Israel: Cancer Epidemiology
Cancer: According to the last update of the Israeli National Cancer Registry [21], the age-standardized incidence per 100,000 for all invasive cancers were higher among Jews (250.9 for men; 255.3 for women) than for Arabs (218.9 for men; 175.8 for women). The rates for Jewish men were lower than the rates for Jewish women, while the rates for Arab men were higher than those for Arab women. The standardized death rates per 100,000 were higher among men (114 for Arab men; 97.9 for Jewish men) than for women (81.8 for Jewish women; 60.2 for Arab women). Among men, higher death rates were found for Arab men and among women, higher rates were found among Jewish women.

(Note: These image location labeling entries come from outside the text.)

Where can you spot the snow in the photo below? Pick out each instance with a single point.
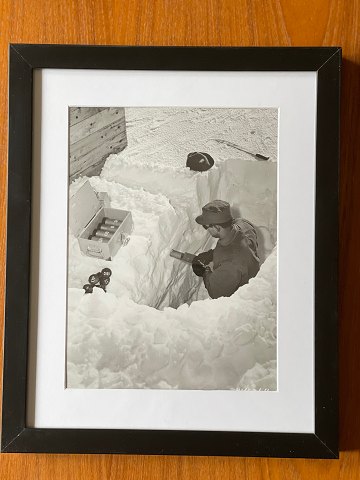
(156, 327)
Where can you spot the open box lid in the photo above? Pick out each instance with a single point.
(83, 205)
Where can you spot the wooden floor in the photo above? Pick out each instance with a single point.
(210, 22)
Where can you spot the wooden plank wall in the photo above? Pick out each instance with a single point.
(216, 23)
(94, 133)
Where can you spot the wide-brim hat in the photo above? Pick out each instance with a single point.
(199, 161)
(214, 213)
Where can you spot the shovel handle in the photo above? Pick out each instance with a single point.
(261, 157)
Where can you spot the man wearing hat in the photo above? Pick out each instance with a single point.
(235, 257)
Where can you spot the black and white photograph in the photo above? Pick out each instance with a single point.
(172, 238)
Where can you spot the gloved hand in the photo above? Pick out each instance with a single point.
(204, 257)
(198, 268)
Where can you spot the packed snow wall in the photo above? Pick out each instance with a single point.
(156, 326)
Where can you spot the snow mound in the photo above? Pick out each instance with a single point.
(211, 344)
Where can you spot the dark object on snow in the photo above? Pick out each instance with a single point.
(99, 279)
(199, 161)
(183, 256)
(88, 288)
(94, 278)
(199, 268)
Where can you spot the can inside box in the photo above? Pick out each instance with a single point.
(87, 214)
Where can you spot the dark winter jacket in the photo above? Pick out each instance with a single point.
(234, 263)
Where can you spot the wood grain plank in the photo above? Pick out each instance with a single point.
(94, 122)
(209, 22)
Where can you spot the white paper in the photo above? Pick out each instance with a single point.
(291, 408)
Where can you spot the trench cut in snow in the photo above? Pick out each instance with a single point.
(156, 326)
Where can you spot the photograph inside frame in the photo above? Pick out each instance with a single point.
(172, 264)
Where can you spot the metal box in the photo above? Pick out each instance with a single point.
(87, 210)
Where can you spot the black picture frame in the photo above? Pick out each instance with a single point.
(16, 436)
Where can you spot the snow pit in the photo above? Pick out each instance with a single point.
(156, 327)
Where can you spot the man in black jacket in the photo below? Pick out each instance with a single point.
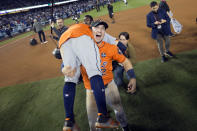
(61, 28)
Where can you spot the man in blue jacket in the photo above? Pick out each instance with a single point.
(158, 20)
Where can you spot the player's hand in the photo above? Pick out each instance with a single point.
(52, 24)
(163, 21)
(68, 71)
(157, 23)
(132, 86)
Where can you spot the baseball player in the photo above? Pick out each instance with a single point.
(38, 27)
(108, 53)
(88, 19)
(77, 46)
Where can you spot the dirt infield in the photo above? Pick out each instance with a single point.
(21, 62)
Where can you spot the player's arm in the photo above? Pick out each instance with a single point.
(130, 71)
(119, 57)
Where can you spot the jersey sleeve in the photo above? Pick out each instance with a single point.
(117, 55)
(109, 39)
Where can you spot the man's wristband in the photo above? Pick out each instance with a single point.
(131, 73)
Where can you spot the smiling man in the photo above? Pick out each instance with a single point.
(108, 53)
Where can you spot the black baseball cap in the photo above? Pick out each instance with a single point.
(99, 22)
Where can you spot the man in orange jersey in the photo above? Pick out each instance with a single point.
(77, 46)
(108, 53)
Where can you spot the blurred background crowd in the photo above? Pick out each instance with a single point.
(16, 23)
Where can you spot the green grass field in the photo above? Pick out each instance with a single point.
(166, 100)
(118, 6)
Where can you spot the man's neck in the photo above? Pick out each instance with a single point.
(99, 43)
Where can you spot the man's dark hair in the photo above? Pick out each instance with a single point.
(153, 3)
(58, 18)
(125, 34)
(90, 17)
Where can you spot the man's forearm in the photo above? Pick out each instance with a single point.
(127, 65)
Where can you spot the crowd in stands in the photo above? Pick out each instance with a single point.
(12, 24)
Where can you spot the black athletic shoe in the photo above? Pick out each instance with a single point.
(106, 122)
(164, 59)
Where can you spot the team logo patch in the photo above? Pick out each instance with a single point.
(103, 55)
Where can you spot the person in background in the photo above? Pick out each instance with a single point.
(158, 20)
(163, 5)
(61, 28)
(38, 28)
(118, 68)
(111, 12)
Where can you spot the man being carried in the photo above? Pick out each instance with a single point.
(108, 53)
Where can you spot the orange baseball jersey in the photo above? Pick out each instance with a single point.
(75, 31)
(108, 53)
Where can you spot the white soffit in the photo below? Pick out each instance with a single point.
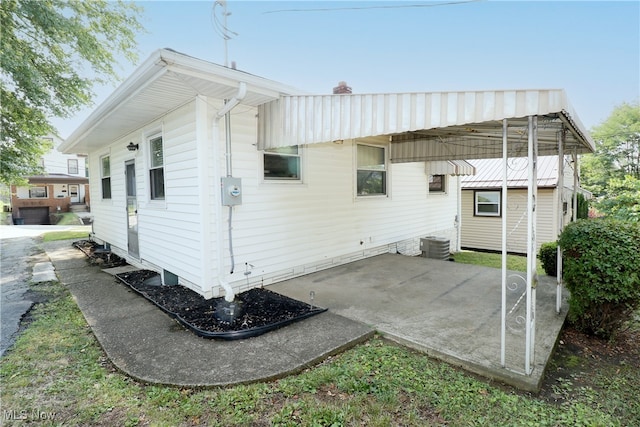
(449, 167)
(425, 126)
(164, 82)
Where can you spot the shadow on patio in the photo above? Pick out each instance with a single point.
(448, 310)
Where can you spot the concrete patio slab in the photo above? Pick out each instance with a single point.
(148, 345)
(448, 310)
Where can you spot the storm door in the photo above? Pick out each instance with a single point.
(74, 193)
(132, 208)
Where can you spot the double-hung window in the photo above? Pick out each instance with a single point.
(487, 203)
(72, 166)
(156, 168)
(105, 175)
(282, 164)
(437, 184)
(39, 192)
(371, 171)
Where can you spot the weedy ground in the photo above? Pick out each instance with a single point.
(58, 368)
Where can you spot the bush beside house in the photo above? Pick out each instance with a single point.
(601, 267)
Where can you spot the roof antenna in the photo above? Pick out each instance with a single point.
(220, 25)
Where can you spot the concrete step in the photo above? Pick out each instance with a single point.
(78, 208)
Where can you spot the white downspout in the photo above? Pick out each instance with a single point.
(226, 109)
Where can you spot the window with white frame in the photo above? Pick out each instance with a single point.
(105, 176)
(72, 166)
(38, 192)
(437, 183)
(156, 168)
(487, 203)
(371, 170)
(282, 164)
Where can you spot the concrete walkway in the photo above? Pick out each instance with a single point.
(148, 345)
(448, 310)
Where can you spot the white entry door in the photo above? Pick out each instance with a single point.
(132, 209)
(74, 193)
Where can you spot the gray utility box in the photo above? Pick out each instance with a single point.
(435, 247)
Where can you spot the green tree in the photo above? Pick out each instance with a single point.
(617, 149)
(52, 54)
(622, 199)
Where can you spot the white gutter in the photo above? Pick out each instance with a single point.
(225, 111)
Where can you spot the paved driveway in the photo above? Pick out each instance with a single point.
(19, 250)
(448, 310)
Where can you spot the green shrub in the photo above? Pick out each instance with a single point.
(601, 268)
(583, 207)
(548, 256)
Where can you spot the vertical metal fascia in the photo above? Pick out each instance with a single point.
(560, 198)
(531, 242)
(503, 211)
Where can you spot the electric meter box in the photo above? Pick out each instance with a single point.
(231, 191)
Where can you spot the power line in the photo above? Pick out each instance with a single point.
(403, 6)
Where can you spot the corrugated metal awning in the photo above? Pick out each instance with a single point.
(426, 126)
(449, 167)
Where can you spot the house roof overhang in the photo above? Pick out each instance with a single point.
(420, 126)
(57, 179)
(165, 81)
(428, 126)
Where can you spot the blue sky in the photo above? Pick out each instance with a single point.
(591, 49)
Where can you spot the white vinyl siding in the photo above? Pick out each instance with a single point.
(482, 232)
(282, 230)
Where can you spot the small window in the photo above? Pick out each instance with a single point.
(282, 163)
(105, 174)
(39, 192)
(436, 183)
(372, 171)
(487, 203)
(72, 166)
(156, 168)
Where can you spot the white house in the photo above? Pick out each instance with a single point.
(63, 186)
(482, 203)
(223, 180)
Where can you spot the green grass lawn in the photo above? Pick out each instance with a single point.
(57, 369)
(65, 235)
(514, 262)
(68, 218)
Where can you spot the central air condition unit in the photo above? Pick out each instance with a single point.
(435, 248)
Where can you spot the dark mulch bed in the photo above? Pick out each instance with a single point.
(98, 255)
(252, 313)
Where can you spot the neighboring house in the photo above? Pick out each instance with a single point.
(65, 184)
(222, 180)
(482, 203)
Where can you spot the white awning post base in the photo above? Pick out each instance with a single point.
(560, 218)
(532, 277)
(503, 324)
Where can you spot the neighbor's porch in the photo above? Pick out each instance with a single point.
(448, 310)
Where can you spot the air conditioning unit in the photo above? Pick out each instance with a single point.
(435, 248)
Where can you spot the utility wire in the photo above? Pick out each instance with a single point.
(397, 6)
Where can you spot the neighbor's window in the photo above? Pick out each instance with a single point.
(39, 192)
(282, 163)
(72, 166)
(105, 174)
(372, 171)
(487, 203)
(156, 168)
(436, 184)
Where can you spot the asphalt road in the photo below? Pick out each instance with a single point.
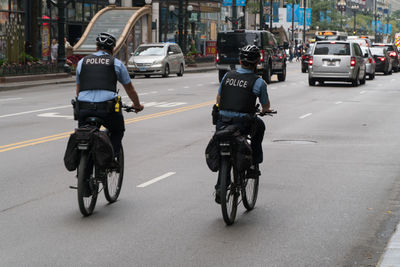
(328, 195)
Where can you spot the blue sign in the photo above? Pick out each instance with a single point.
(289, 13)
(308, 17)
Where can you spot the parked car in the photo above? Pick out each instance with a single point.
(273, 59)
(384, 63)
(304, 59)
(157, 59)
(393, 53)
(336, 61)
(370, 63)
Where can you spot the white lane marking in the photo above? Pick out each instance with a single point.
(159, 178)
(34, 111)
(55, 115)
(305, 115)
(10, 99)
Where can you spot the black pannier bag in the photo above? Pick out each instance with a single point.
(102, 149)
(212, 154)
(71, 156)
(243, 153)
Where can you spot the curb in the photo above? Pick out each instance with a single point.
(16, 86)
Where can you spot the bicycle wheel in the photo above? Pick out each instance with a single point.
(249, 191)
(113, 181)
(87, 186)
(229, 193)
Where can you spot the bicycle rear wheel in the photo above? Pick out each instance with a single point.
(229, 193)
(113, 180)
(87, 185)
(249, 191)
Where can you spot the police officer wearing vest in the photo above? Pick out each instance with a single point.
(236, 98)
(96, 88)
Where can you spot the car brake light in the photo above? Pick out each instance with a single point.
(353, 61)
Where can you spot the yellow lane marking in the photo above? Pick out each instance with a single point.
(59, 136)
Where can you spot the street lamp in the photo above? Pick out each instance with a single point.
(233, 19)
(355, 6)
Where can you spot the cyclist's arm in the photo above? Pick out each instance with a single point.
(125, 79)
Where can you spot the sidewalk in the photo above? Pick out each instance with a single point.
(20, 82)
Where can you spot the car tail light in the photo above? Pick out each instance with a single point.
(352, 62)
(262, 56)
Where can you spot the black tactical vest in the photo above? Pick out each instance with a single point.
(237, 92)
(98, 73)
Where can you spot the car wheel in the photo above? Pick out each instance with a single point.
(181, 70)
(166, 71)
(221, 74)
(356, 81)
(267, 74)
(282, 76)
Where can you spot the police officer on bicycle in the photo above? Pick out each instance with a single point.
(96, 88)
(236, 99)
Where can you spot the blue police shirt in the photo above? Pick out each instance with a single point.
(103, 95)
(259, 89)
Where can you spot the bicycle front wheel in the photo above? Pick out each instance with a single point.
(113, 182)
(87, 185)
(250, 191)
(229, 193)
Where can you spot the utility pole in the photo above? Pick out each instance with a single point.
(304, 21)
(261, 15)
(270, 15)
(61, 33)
(234, 15)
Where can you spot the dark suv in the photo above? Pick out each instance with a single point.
(393, 53)
(273, 59)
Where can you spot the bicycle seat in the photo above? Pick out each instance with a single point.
(95, 120)
(227, 132)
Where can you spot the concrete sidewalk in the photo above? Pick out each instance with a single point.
(13, 83)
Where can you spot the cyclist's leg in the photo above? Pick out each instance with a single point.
(114, 122)
(256, 141)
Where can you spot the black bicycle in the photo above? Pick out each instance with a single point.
(90, 176)
(233, 182)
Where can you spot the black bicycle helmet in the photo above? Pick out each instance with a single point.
(250, 54)
(105, 41)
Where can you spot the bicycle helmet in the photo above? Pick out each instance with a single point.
(105, 41)
(250, 54)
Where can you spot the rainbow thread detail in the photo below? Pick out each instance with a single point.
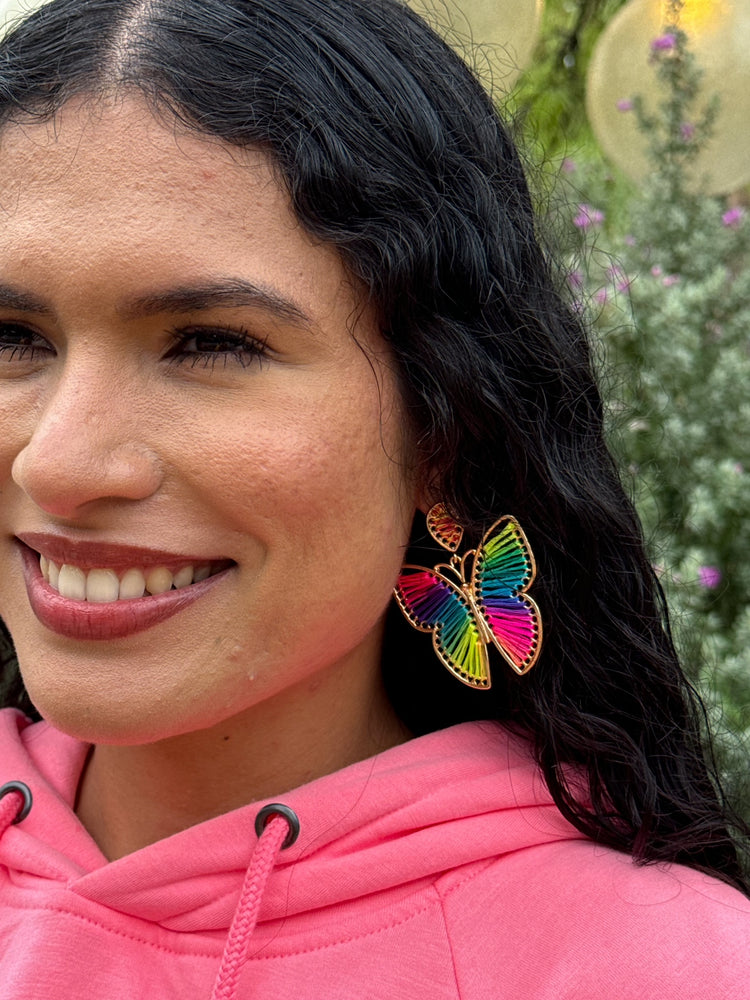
(467, 613)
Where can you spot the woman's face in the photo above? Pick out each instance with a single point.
(181, 388)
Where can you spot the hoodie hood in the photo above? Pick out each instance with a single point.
(456, 797)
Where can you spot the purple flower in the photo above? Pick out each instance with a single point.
(709, 577)
(664, 43)
(733, 218)
(587, 217)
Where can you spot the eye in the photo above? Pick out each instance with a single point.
(21, 343)
(207, 347)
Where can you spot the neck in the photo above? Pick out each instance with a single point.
(132, 796)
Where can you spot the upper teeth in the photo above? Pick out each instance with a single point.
(102, 586)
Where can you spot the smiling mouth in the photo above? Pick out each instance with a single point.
(105, 586)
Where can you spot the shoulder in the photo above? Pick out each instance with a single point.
(573, 921)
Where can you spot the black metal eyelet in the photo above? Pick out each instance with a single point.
(25, 791)
(278, 809)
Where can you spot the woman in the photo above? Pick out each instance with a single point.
(274, 323)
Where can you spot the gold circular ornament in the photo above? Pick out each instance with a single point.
(497, 37)
(622, 66)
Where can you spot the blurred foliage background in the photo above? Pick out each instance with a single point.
(662, 271)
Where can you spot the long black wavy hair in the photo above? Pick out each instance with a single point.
(393, 152)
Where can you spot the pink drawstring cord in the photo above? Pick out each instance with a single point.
(278, 828)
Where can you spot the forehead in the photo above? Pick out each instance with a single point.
(110, 182)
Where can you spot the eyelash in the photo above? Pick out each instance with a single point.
(231, 345)
(19, 351)
(239, 347)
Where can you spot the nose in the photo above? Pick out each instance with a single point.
(85, 448)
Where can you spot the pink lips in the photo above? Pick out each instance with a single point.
(84, 620)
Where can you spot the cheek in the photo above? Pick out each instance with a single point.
(335, 462)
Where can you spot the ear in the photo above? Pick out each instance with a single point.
(428, 490)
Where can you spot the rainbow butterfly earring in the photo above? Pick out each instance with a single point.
(467, 613)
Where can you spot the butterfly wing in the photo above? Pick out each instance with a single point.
(432, 603)
(444, 529)
(504, 569)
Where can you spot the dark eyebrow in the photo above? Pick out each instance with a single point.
(12, 298)
(229, 292)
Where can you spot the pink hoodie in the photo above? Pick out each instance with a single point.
(439, 869)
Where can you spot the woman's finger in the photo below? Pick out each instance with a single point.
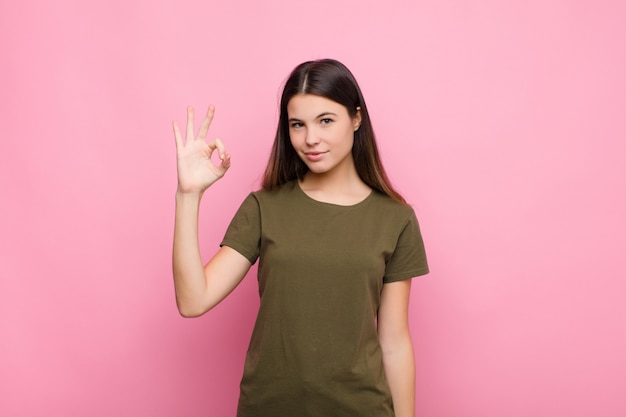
(177, 137)
(189, 135)
(206, 123)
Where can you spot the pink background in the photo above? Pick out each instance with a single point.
(502, 122)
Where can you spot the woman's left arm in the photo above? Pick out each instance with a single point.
(397, 348)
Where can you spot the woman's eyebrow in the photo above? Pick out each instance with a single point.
(327, 113)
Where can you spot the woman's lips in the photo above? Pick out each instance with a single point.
(314, 156)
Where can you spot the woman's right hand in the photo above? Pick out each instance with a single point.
(196, 170)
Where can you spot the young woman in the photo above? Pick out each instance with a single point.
(336, 245)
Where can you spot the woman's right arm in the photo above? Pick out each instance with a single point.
(200, 288)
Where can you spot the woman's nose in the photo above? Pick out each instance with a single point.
(311, 137)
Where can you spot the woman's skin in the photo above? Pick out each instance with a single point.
(322, 133)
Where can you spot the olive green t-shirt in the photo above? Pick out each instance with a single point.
(314, 349)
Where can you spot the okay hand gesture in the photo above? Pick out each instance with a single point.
(196, 170)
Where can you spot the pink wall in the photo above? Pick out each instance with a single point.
(503, 122)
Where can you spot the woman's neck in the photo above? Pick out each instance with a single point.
(335, 189)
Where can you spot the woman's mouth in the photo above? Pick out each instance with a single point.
(314, 156)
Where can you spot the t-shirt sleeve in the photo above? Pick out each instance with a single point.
(244, 232)
(409, 257)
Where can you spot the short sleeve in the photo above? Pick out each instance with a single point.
(244, 232)
(409, 257)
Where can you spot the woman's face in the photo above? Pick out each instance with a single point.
(322, 133)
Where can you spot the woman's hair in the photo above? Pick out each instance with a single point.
(330, 79)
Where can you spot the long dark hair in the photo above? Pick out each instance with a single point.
(331, 79)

Smoking: According to the Secretary of Health’s 2012 Report on Smoking in Israel [22], there are higher standardized smoking rates (for adults 21+) among Israeli Arabs (24.9 %) than among Israeli Jews (19.8 %). The gender specific smoking rates are 23.7 % for Jewish men, 15.9 % for Jewish women, 43.8 % for Arab men and 6.7 % for Arab women.
Breast Cancer: Although the last decade has seen a decrease in incidence of breast cancer among Jewish and Arab women, according to the 2011 Israeli National Cancer Registry [21], breast cancer constitutes 31 % of cancer incidence among women in Israel. Eighty-seven percent of newly diagnosed women were Jewish, while 8 % were Arab. In 2011, age-standardized incidents per 100,000 were 90.1 for Jewish women and 57.1 for Arab women. The risk for very young women (up to age 34) is similar for both Arab and Jewish women, but in all other age categories the risk is lower for Arab women. The 5-year survival rate for Jewish women with breast cancer was 87.2 % and 78.4 % for Arab women.